232. The Committee considered the second periodic report of Israel (CAT/C/33/Add.3) at its 336th and 337th meetings, on 14 and 18 May 1998 (CAT/C/SR.336 and 337), and adopted the following conclusions and recommendations.
233. Israel signed the Convention on 22 October 1986 and deposited its instrument of ratification on 3 October 1991. The Convention entered into force in Israel on 2 November 1991. Upon ratification, Israel made a reservation in respect of articles 20 and 30. Israel has not declared in favour of articles 21 and 22. The second periodic report was due on 1 November 1996 and was received on 6 March 1998.
234. Israel had presented a special report (CAT/C/33/Add.2/Rev.1) at the Committee’s request, and the Committee’s conclusions and recommendations included the recommendation that the second periodic report of Israel be presented for consideration at the November 1997 session of the Committee. The second periodic report was prepared in accordance with the general guidelines concerning the form and content of such reports.
235. Israel has embarked upon a number of reforms, such as the creation of the Office of Public Defender, the creation of the Kremnitzer Committee to recommend oversight of police violence, amendments to the Criminal Code, ministerial review of several security service interrogation practices and the creation of the Goldberg Committee relating to the rules of evidence.
236. Another positive aspect was the genuine dialogue that engaged the Committee and the Israeli delegation.
237. Israel points to the state of insecurity with which it copes, but the Committee notes that, pursuant to article 2, paragraph 2, this cannot justify torture.

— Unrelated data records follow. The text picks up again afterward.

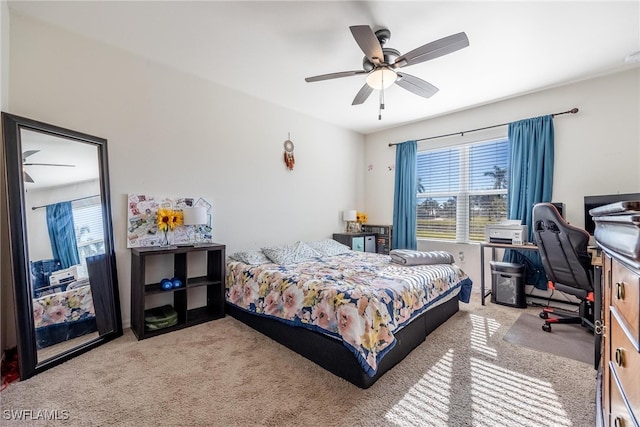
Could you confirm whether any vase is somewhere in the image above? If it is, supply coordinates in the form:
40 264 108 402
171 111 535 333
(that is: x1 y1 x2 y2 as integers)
160 231 169 246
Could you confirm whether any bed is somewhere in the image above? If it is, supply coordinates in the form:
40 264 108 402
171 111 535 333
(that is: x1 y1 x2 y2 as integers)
33 279 97 349
226 242 472 388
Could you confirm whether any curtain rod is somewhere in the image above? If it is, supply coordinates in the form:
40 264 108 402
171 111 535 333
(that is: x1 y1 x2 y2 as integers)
31 194 100 211
389 108 578 147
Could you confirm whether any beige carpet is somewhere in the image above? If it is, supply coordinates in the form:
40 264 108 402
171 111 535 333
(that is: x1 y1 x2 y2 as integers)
0 294 596 427
504 308 595 366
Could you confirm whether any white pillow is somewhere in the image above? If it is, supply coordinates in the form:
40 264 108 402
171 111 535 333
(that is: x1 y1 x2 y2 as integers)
262 241 320 265
307 239 351 256
229 249 271 265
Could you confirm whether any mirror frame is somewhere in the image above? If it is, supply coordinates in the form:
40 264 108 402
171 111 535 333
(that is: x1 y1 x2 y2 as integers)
2 112 123 380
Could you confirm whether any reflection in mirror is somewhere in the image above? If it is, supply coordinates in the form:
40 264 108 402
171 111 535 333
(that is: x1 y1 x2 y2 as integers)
3 113 122 379
20 129 108 363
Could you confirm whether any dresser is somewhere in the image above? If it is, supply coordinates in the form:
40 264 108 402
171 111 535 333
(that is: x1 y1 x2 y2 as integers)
594 204 640 427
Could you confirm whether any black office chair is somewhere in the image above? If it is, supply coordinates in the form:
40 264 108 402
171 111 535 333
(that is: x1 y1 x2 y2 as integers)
533 203 594 332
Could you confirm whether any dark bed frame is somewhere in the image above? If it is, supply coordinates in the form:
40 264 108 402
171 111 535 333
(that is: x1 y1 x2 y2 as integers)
225 296 458 388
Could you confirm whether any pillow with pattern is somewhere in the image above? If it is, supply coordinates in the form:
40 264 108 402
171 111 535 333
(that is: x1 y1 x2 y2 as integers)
307 239 351 256
262 241 320 265
229 249 271 265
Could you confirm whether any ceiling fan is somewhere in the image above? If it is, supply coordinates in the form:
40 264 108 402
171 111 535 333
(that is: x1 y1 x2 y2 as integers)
22 150 76 183
305 25 469 120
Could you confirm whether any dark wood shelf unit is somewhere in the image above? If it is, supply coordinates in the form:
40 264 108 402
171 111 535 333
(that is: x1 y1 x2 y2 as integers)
362 224 393 255
131 243 226 340
333 233 376 252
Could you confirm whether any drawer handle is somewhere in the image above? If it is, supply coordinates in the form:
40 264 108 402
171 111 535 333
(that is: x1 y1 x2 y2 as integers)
616 347 624 368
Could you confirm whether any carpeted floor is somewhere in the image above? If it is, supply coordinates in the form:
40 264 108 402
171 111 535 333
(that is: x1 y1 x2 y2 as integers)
504 309 595 365
0 294 596 427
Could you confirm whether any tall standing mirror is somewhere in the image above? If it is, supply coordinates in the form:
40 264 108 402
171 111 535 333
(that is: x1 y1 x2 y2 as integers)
2 113 122 379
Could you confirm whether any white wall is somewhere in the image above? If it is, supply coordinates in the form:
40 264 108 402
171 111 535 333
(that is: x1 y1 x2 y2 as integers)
365 68 640 290
0 1 16 354
9 13 364 325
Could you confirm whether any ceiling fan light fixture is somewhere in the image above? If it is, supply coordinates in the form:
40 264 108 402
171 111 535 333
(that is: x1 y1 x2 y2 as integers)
367 67 398 90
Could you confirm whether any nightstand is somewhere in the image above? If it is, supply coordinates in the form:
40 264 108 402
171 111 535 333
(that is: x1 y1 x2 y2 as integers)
333 233 376 252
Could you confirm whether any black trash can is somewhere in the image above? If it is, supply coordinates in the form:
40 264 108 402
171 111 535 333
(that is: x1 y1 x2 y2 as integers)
489 261 527 308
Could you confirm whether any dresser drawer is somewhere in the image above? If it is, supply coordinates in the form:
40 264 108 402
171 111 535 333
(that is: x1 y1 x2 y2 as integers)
610 262 640 343
608 310 640 420
609 373 636 427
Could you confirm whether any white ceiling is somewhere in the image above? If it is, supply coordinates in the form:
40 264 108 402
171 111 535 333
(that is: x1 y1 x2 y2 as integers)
9 0 640 134
20 129 100 190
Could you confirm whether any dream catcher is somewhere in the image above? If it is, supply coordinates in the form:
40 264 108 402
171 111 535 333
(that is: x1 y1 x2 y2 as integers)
284 134 296 171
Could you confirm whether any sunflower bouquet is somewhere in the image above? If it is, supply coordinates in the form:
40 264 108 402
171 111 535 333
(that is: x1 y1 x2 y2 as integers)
156 208 184 246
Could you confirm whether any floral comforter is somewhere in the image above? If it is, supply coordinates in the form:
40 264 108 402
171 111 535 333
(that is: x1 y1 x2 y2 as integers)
226 252 471 376
33 285 95 328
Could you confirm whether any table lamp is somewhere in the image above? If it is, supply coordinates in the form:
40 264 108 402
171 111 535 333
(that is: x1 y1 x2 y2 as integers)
342 210 357 233
182 207 207 243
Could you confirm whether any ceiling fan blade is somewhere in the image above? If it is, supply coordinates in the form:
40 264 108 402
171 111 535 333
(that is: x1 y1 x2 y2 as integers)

238. The Committee is concerned about the following:
(a) The continued use of the “Landau rules” of interrogation permitting physical pressure by the General Security Services, based as they are upon domestic judicial adoption of the justification of necessity, a justification which is contrary to article 2, paragraph 2, of the Convention;
(b) Resort to administrative detention in the occupied territories for inordinately lengthy periods and for reasons that do not bear on the risk posed by releasing some detainees;
(c) The fact that, since military law and laws going back to the Mandate pertain in the occupied territories, the liberalizing effect of the reforms referred to in paragraph 235 above will not apply there;
(d) Israel’s apparent failure to implement any of the recommendations of the Committee that were expressed with regard to both the initial and the special report.5
239. Israel expressed concern that the Committee had not set out in extenso the reasoning behind its conclusions and recommendations with regard to Israel’s special report. Of course, the dialogue between a State and the Committee forms part of the context upon which the Committee’s conclusions and recommendations are made. However, in order to ensure that there is no room for doubt, it was on the basis of the following that the Committee found that its conclusions and recommendations with regard6 to the Israeli special report should continue to form part of its conclusions and recommendations to the present report:
(a) Since the State party admits that it applies force or “physical pressure” to those in the custody of its officials, the State party bears the burden of persuading the Committee that such force or pressure offends neither articles 1 or 2 nor article 16 of the Convention;
(b) Since the State party admits to hooding, shackling in painful positions, sleep deprivation and shaking of detainees (through its delegates and courts, and supported by the findings of the United Nations Special Rapporteur on Torture)7 the bare assertion that it is “not severe” is not in and of itself sufficient to satisfy the State’s burden and justify such conduct. This is particularly so when reliable evidence from detainees and independent medical evidence made available to Israel reinforce the contrary conclusion;
(c) Given that Israel itself asserts that each case must be dealt with on its own “merits”, but that for matters of security, material particulars of the interrogation cannot be revealed to the Committee, it follows that the conclusions of breach of articles 1, 2 and 16 must remain.
240. Accordingly, the Committee reaffirms its conclusions and recommendations with regard to Israel’s initial and special reports:
(a) Interrogations applying the methods referred to above are in conflict with articles 1, 2 and 16 of the Convention and should cease immediately;
(b) The provisions of the Convention should be incorporated by legislation into Israeli law, particularly the definition of torture contained in article 1 of the Convention;
(c) Israel should consider withdrawing its reservations to article 20 and declaring in favour of articles 21 and 22;
(d) Interrogation procedures pursuant to the “Landau rules” should in any event be published in full.
241. The practice of administrative detention in the occupied territories should be reviewed in order to ensure its conformity with article 16.
242. The Committee would be remiss if it did not acknowledge that the Israeli delegation had initiated upon this occasion a genuine dialogue that revealed Israel’s unhappiness with the current situation (without acknowledging any breach of the Convention) and its desire to cooperate with the Committee. The Committee, in its turn, respects Israel’s right to present its position, even if the Committee disagrees with its reasons and conclusions, and expresses the genuine desire to continue the dialogue and to resolve the differences between Israel and itself.